# Metal bushings/collar for drill?



## kaitlyn2004 (Nov 4, 2020)

Not sure what the right term might be, but looking to create a couple DIY jigs for my drill. Take for example the kreg pocket hole jigs - they have those metal collars to really keep the drill straight ad avoiding enlarging the hole.

Can these sorts of things be made/prebought? I don't have any metal working experience, so not super keen to try making my own.


----------



## Bob Bengal (Jan 2, 2021)

There are drill guides, and there are collars that lock on the bit it set the depth.

For guides, what do you want to do? I like these Big Gator guide on Amazon there are several size ranges.

Or say you want to make a jig to drill multiple holes precisely the same in multiple work pieces. For that I have drilled holes in red oak etc to make my own guide/jig. 

If you want something more durable McMaster drill bushings, a good company with fast delivery, the problem there is figuring out which of the zillion available is right for you lol. More expensive than a piece of oak but you can reuse them in other projects.

I've had good results using 1 1/2" thick oak as a guide for 64 quarter inch holes.


----------



## kaitlyn2004 (Nov 4, 2020)

Bob Bengal said:


> There are drill guides, and there are collars that lock on the bit it set the depth.
> 
> For guides, what do you want to do? I like these Big Gator guide on Amazon there are several size ranges.
> 
> ...


It looks like those mcmaster bushings might be exactly the solution, but wow ~$10-$20/EACH?
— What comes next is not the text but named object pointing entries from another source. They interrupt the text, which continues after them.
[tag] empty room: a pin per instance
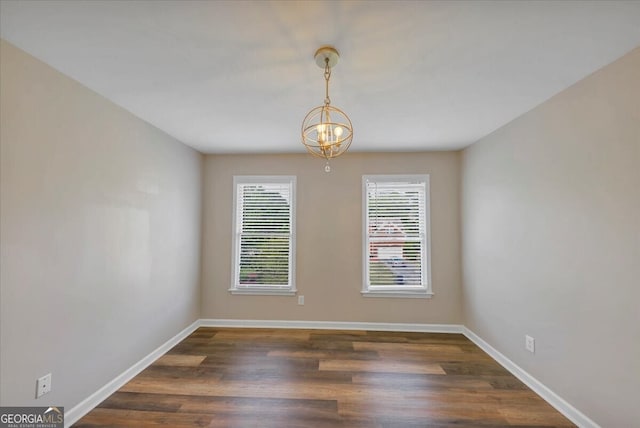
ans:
(319, 213)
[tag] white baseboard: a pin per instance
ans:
(81, 409)
(573, 414)
(570, 412)
(334, 325)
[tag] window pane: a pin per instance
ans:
(263, 234)
(395, 233)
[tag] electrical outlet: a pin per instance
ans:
(530, 344)
(43, 385)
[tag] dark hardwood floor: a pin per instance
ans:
(222, 377)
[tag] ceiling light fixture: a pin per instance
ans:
(326, 130)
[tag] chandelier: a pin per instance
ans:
(326, 130)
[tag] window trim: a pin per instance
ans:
(423, 291)
(284, 290)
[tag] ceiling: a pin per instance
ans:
(239, 76)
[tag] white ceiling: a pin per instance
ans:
(239, 76)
I'm either so out of touch or that's just so crazy expensive


----------



## Bob Bengal (Jan 2, 2021)

Yes, not cheap, McMaster is industry orientated. They are reusable though.
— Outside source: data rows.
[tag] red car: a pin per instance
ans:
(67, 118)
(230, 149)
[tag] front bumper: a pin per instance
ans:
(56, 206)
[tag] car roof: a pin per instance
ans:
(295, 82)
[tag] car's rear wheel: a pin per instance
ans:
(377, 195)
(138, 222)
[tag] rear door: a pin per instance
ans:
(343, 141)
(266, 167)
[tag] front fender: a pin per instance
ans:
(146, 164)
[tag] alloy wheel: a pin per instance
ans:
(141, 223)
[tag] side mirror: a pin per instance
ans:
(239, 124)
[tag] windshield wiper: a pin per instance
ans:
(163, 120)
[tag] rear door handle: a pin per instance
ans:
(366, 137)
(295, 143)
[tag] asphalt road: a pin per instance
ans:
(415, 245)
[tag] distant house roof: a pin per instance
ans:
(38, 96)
What project do you have in mind? In woodworking there are a lot of ways to get to where you want to go, tell us what you want to do and someone will have an idea for it. I often make drill guides from wood.


----------



## kaitlyn2004 (Nov 4, 2020)

Bob Bengal said:


> Yes, not cheap, McMaster is industry orientated. They are reusable though.
> 
> What project do you have in mind? In woodworking there are a lot of ways to get to where you want to go, tell us what you want to do and someone will have an idea for it. I often make drill guides from wood.
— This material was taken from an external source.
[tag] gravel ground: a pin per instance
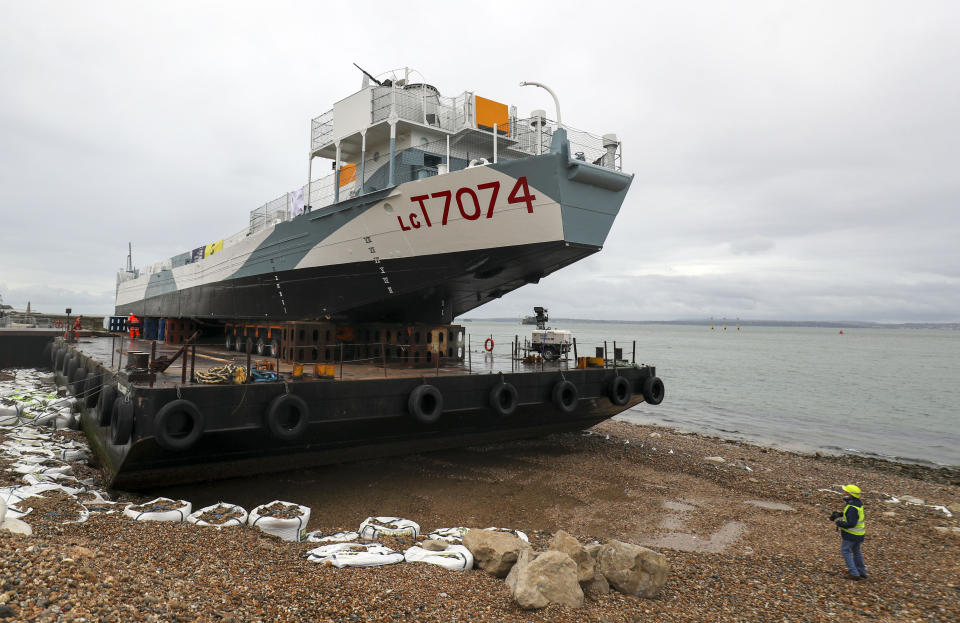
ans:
(731, 560)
I actually wanted to try making a shelf pin jig, I guess I could make it out of scrap 3/4" but I'm also starting to try doing things more "right" rather than "meh, it's not important, good enough!"

I could predrill the measured holes+ add on a fence to the 3/4" stock but wanted to ensure the holes were definitely getting through straight.

Also, sides are about 65" tall so doing front+back, both sides, lots of holes! Don't want to end up tearing out the hole slots before I even complete these ones...


----------



## Bob Bengal (Jan 2, 2021)

Cool, something I haven't done, you can buy shelf pin jigs but for DIY making your own is very doable. You might start a "How to make a shelf pin jig?" thread.

Do you have a drill press? You will want the guide holes the jig to be as straight as possible. Do you have something like the Big Gator guide I linked above? I have 2 presses and still use the Gator often, hand held or clamped to the work piece. You can use the Gator to make the jig, and if you want when you are drilling the pin holes you can place the Gator on top of the jig for a little extra insurance that you are straight.


----------



## kaitlyn2004 (Nov 4, 2020)

Bob Bengal said:


> Cool, something I haven't done, you can buy shelf pin jigs but for DIY making your own is very doable. You might start a "How to make a shelf pin jig?" thread.
> 
> Do you have a drill press? You will want the guide holes the jig to be as straight as possible. Do you have something like the Big Gator guide I linked above? I have 2 presses and still use the Gator often, hand held or clamped to the work piece. You can use the Gator to make the jig, and if you want when you are drilling the pin holes you can place the Gator on top of the jig for a little extra insurance that you are straight.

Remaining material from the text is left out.